Sunday, October 20, 2013

Bricks

Rolling around awake last night ... each hour asleep felt like 4 hours ... so that made the night go by even slower every time I woke up and saw that only an hour had passed and I still had to make it through the next 5 hours.

And the dream I had didn't help. It continued through each segment of sleep I had. And each time I woke up relieved to think the dream was finally over and I could erase the bothersome feelings ... nope ... it continued right where it stopped.


So I'm in a mood. The kind of mood that makes you wish it'd just rain ... cold, sad rain on a cold, sad night. Not a pouring rain. A constant almost mist-like rain that carries a feeling of melancholy with it. The kind that exasperates you because it's not just sprinkling ... and it's not pouring either to satisfy the beast inside waiting to be unleashed into the wild emotions. 


Walls.


Walls are so frustrating. I effing hate walls. 


But I'm pretty good at building them. Aren't we all? 


At the end of an argument, when you've hit a fork in the blame game, the conclusion is that you're selfish. That's.just.awesome. Another brick on the wall.


When you can't find the right words to say  ... or enough confidence to say what you feel ... or are afraid you'll be misunderstood through the jumbled thoughts that make sense to you but never had to others ... you surrender yourself to the always-growing confirmation that no one "gets" you.

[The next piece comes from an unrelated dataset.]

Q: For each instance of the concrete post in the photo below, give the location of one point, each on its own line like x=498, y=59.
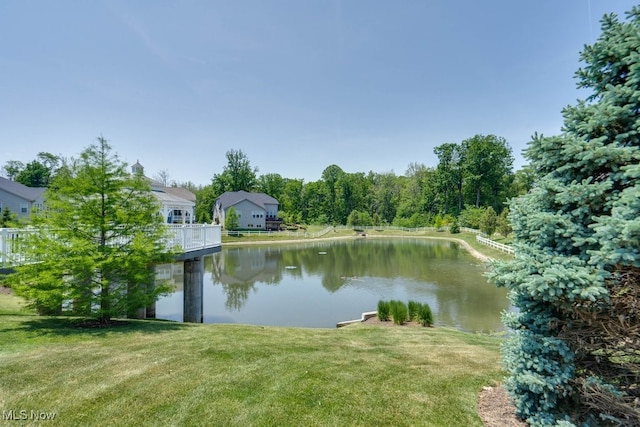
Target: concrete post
x=193, y=290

Another brick on the wall. 


Then there are the times when you're feeling too sensitive not to offend others when all they needed was your honesty. Your brutal honesty. The kind that momentarily infringes on their cockiness and angers them ... because they thought they were better than that ... then after some reflection - if your relationship is based on truth and honesty - the anger subsides into a soothing realization that your words aren't to tear down but to bring awareness and build up and make better. Transform them into the better version of themselves 5 minutes ago. 

But when things don't turn out that way and they turn you away instead, another brick on the wall.


And touching. A touch that goes beyond a passing gesture ... that comes with it the kind of warmth that allows the other person's soul to penetrate your tough exterior to calm you through a hug. Hand holding. An arm around your shoulders. A beautiful touch ... like that of a child holding on to her parent's finger that speaks of guidance. Trust. Protection. Love. A transfusion of love from one to the other. 

But when touch is empty - or lacking altogether - another brick on the wall.


So many bricks, until we're standing inside a tower of our own making ... feeling scared, yet strong and protected inside ... looking out at the world, taunting almost to no one who really cares, convinced that our walls are tough ... and unbreakable.


And there we are. So many of us ... building walls ... hiding behind walls ... peering through tower windows just long enough - far enough - to see faces come and go, while life inside gets colder in its separation and loneliness.


So I'm in a mood tonight. I've been in my tower all day, pushing against the world ... digging around for another brick to add to the wall. Sinking into emotional songs that make me feel the same frustrating yet satisfyingly good sadness that rain does.


All because of some stupid dream that should have broken my heart but didn't - and only awakened my instincts to protect myself even more. But really ... I wish I was strong enough to tear my walls down.